Thursday, November 24, 2016

Caetano Used to Challenge another Stun Gun Ban



On 21 March of 2016, the Supreme Court issued a remarkable and, apparently to the Court, non-controversial decision.  In the Caetano PER CURIAM decision (pdf), the Court held that:
The Court has held that “the Second Amendment extends, prima facie, to all instruments that constitute bearable arms, even those that were not in existence at the time of the founding,” District of Columbia v. Heller, 554 U. S. 570, 582 (2008), and that this “Second Amendment right is fully applicable to the States,” McDonald v.Chicago, 561 U. S. 742, 750 (2010).
While the decision, which was unanimous, has far reaching implication beyond mere stun guns, stun gun bans have already started falling like dominoes.

Massachusetts, perhaps surprisingly, has done nothing about their law, leaving it in limbo. Prosecutions remain unlikely.

New Jersey is in the process of reforming its ban on stun guns.

New Orleans is facing a lawsuit aimed at the city's ban on stun guns. From theadvocate.com:
A New Orleans man has taken aim at a city ordinance that forbids the possession and sale of stun guns, claiming the little-known ban violates his Second Amendment right to self-defense.

The legal challenge comes amid a mounting push to lift similar restrictions in the handful of jurisdictions around the country that outlaw Tasers and other electroshock weapons, including a case in New Jersey in which authorities recently acknowledged that state's ban "would likely not pass constitutional muster."

A lawsuit filed last week in U.S. District Court in New Orleans asks a judge to declare the city ordinance unconstitutional, calling the law "arbitrary and irrational."
 The New Orleans ban ordinance includes a number of other banned weapons. From municode.com:
It shall be unlawful for anyone knowingly to:
(1)
Sell, manufacture, purchase, possess or carry any blackjack, sandclub, metal knuckles, switchblade knife or spring knife, iron buckle, zip gun or stungun;
All of these instruments appear to be "bearable arms".  Some, such as "sand clubs" might be "unusual", though it is hard to see how they are more dangerous than the common blackjack or sap, sold to law enforcement.  It is hard to see how it would be more dangerous than a foot long nipple of 3/4 inch galvanized pipe, sold in most hardware stores and over the Internet for less than three dollars.

I expect to see more bans on stun guns and other common bearable arms to fall. Currently, Hawaii, Massachusetts, New York, and Rhode Island have such bans.

It is likely there are a number of local bans on various weapons, such as exists in New Orleans.  All are now ripe for challenge  in the courts.

This case will be cited far into the future.

©2016 by Dean Weingarten: Permission to share is granted when this notice and link are included.
Link to Gun Watch






1 comment:

  1. Once the USSC makes a ruling, it is federal law, all states must comply with. successive law suits are totally un necessary. again Gibbons v.
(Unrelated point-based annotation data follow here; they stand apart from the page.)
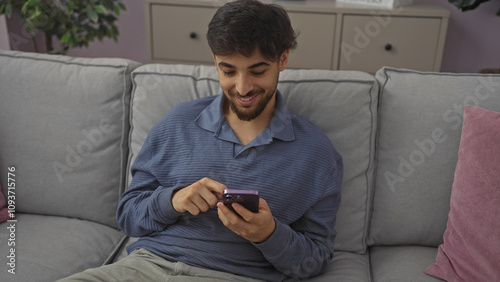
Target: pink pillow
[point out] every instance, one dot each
(471, 248)
(4, 213)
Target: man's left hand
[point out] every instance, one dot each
(255, 227)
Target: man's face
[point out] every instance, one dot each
(249, 83)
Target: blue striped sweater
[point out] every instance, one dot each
(292, 164)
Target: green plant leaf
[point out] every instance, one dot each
(100, 9)
(93, 16)
(8, 9)
(65, 37)
(71, 6)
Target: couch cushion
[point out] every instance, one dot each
(63, 123)
(48, 248)
(419, 134)
(471, 248)
(401, 263)
(342, 104)
(345, 267)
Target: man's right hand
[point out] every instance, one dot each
(198, 197)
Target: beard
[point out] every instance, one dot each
(246, 113)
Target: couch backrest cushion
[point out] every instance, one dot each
(342, 104)
(420, 121)
(63, 124)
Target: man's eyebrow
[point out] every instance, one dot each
(258, 65)
(224, 64)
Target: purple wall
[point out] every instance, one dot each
(473, 38)
(472, 42)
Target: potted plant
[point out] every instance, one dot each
(74, 23)
(466, 5)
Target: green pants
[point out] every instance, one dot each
(142, 265)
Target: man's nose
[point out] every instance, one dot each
(243, 85)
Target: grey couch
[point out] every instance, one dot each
(72, 127)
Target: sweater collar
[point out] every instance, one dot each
(280, 127)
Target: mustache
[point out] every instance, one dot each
(248, 94)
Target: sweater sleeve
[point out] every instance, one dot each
(146, 206)
(305, 248)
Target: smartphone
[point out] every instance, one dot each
(247, 198)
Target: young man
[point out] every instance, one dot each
(244, 138)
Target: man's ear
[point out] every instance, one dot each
(284, 60)
(215, 59)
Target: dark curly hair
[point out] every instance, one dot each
(244, 26)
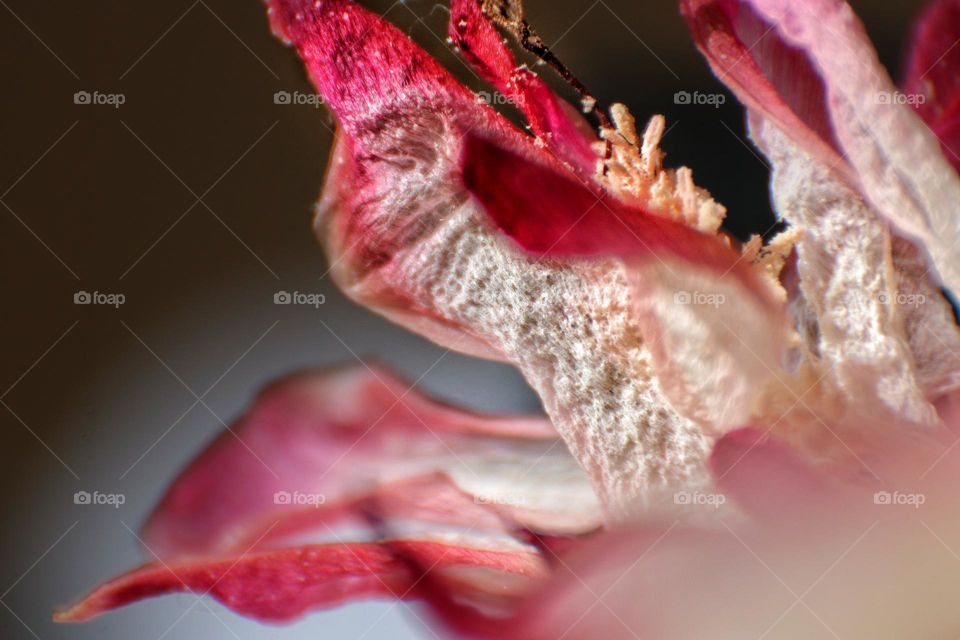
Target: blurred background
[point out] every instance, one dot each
(187, 196)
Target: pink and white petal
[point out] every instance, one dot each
(694, 298)
(932, 76)
(870, 561)
(882, 147)
(847, 278)
(402, 232)
(280, 585)
(563, 130)
(315, 444)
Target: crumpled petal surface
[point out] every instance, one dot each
(312, 495)
(406, 238)
(870, 314)
(695, 298)
(852, 122)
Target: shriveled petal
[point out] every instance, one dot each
(773, 52)
(847, 279)
(696, 300)
(563, 130)
(932, 76)
(405, 237)
(313, 445)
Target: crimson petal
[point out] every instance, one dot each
(933, 73)
(565, 132)
(280, 585)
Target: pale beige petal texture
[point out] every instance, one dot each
(848, 282)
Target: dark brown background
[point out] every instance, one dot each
(104, 199)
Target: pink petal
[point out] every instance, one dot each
(281, 585)
(339, 436)
(564, 131)
(440, 490)
(933, 73)
(875, 560)
(388, 95)
(809, 68)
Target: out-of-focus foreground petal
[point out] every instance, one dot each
(309, 496)
(932, 79)
(816, 558)
(809, 67)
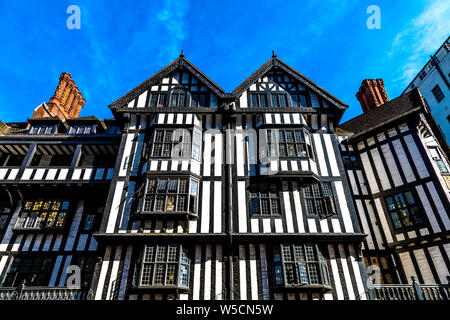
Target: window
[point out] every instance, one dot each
(422, 74)
(176, 143)
(319, 199)
(198, 100)
(279, 100)
(97, 160)
(4, 215)
(11, 160)
(403, 210)
(34, 270)
(259, 100)
(87, 268)
(299, 100)
(171, 195)
(350, 162)
(43, 214)
(42, 129)
(264, 198)
(300, 264)
(81, 129)
(435, 154)
(158, 100)
(380, 262)
(438, 94)
(178, 99)
(289, 143)
(165, 265)
(48, 160)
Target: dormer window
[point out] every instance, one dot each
(43, 214)
(169, 195)
(289, 143)
(47, 129)
(81, 129)
(176, 143)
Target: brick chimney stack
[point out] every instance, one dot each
(66, 102)
(371, 94)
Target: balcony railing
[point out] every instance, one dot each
(44, 293)
(412, 291)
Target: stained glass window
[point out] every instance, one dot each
(170, 268)
(302, 264)
(40, 214)
(403, 210)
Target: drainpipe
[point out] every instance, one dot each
(227, 116)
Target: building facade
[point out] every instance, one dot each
(193, 193)
(433, 82)
(396, 160)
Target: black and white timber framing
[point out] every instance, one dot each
(391, 145)
(231, 250)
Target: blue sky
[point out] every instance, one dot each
(122, 43)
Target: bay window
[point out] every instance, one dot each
(289, 143)
(300, 264)
(319, 199)
(43, 214)
(403, 210)
(171, 195)
(176, 143)
(35, 270)
(265, 198)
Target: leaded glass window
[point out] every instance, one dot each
(42, 214)
(302, 264)
(288, 143)
(176, 143)
(264, 198)
(165, 265)
(171, 195)
(319, 199)
(403, 210)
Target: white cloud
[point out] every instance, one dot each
(326, 13)
(421, 38)
(173, 17)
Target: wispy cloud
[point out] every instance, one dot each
(421, 38)
(173, 18)
(329, 13)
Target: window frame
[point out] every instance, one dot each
(302, 267)
(27, 265)
(182, 261)
(269, 198)
(190, 144)
(37, 218)
(438, 93)
(439, 160)
(274, 145)
(326, 198)
(191, 198)
(390, 211)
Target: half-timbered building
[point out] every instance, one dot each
(193, 193)
(199, 208)
(396, 160)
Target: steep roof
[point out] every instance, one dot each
(181, 61)
(390, 111)
(275, 62)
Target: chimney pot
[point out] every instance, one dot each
(371, 94)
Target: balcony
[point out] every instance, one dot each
(44, 293)
(412, 291)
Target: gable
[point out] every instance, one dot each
(277, 88)
(277, 77)
(180, 84)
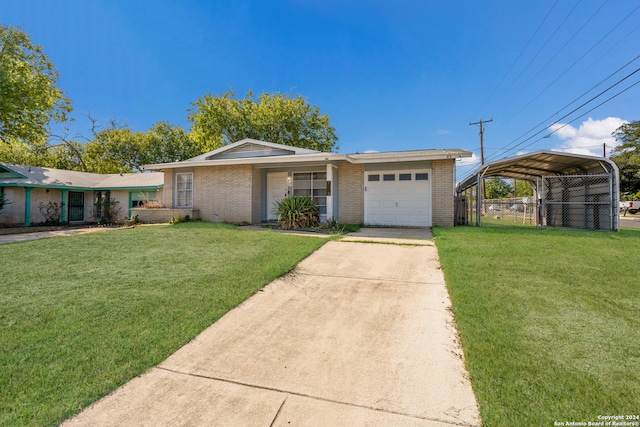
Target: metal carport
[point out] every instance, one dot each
(571, 190)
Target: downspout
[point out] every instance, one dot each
(27, 206)
(63, 207)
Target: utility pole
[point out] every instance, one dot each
(481, 136)
(483, 190)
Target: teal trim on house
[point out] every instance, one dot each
(27, 206)
(63, 207)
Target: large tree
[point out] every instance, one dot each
(29, 97)
(165, 143)
(627, 156)
(280, 118)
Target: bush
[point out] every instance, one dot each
(297, 212)
(52, 212)
(3, 201)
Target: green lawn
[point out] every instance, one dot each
(549, 321)
(81, 315)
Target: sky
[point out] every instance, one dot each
(391, 75)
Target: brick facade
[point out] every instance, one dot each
(224, 193)
(442, 192)
(351, 193)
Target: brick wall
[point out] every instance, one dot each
(224, 193)
(351, 193)
(443, 192)
(256, 192)
(167, 190)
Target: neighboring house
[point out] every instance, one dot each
(27, 187)
(241, 183)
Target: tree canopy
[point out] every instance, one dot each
(627, 157)
(29, 97)
(30, 101)
(279, 118)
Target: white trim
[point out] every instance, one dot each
(428, 220)
(315, 157)
(177, 191)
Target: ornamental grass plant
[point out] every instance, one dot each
(297, 212)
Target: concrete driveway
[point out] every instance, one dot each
(358, 334)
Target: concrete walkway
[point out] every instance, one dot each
(358, 334)
(25, 237)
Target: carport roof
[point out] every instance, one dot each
(540, 163)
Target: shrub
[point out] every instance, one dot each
(152, 204)
(297, 212)
(105, 211)
(3, 200)
(52, 212)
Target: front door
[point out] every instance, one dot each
(276, 190)
(76, 206)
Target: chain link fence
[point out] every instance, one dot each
(579, 201)
(569, 201)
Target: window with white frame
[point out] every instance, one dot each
(312, 184)
(184, 190)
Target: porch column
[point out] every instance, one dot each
(330, 191)
(27, 206)
(63, 206)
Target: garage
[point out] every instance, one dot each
(398, 197)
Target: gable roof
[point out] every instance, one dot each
(251, 148)
(251, 151)
(33, 176)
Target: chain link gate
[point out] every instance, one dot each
(578, 201)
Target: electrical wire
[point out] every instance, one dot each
(537, 53)
(519, 56)
(576, 99)
(582, 115)
(581, 57)
(513, 147)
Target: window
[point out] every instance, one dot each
(140, 198)
(312, 184)
(184, 190)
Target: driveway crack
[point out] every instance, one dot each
(307, 396)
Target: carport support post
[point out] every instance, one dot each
(27, 206)
(480, 196)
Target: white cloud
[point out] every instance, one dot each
(468, 161)
(589, 137)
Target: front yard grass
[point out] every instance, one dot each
(549, 321)
(81, 315)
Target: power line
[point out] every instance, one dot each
(513, 147)
(481, 136)
(537, 53)
(519, 55)
(584, 114)
(557, 52)
(581, 57)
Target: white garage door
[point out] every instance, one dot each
(400, 197)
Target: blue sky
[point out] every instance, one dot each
(392, 75)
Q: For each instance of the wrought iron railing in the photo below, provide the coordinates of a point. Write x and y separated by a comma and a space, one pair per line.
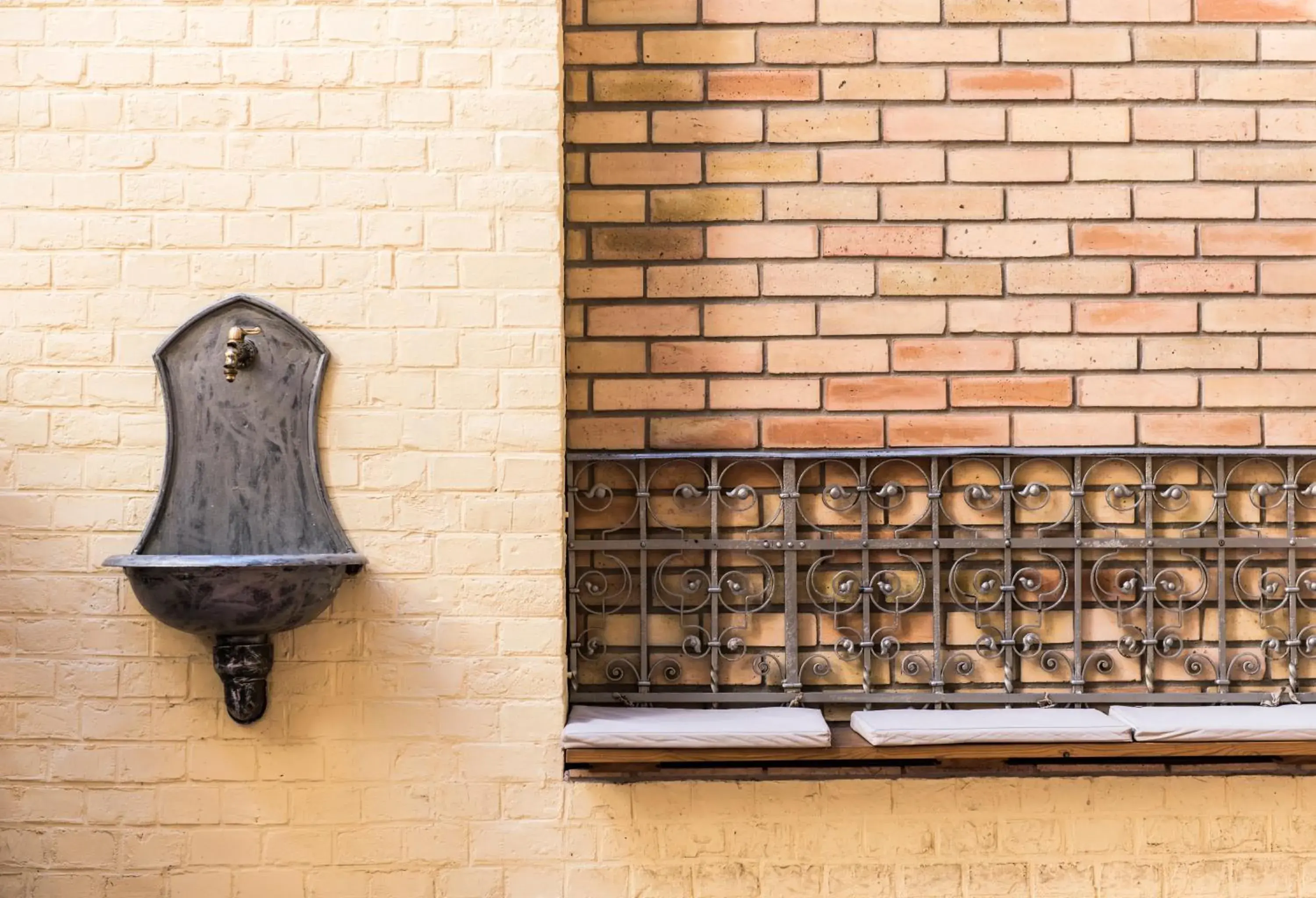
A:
943, 577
Ogden 1824. " when a federal law and a state law are in conflict the federal law is supreme." when the supreme court says a law is unconstitutional that law is unconstitutional every where. If you can not ban stun guns in Arizona you can not ban stun guns anywhere It makes no difference if BROWN stun guns are not legal and GREEN stun guns are legal the issue is stun gun not color. the object is the stun gun not the laws wording.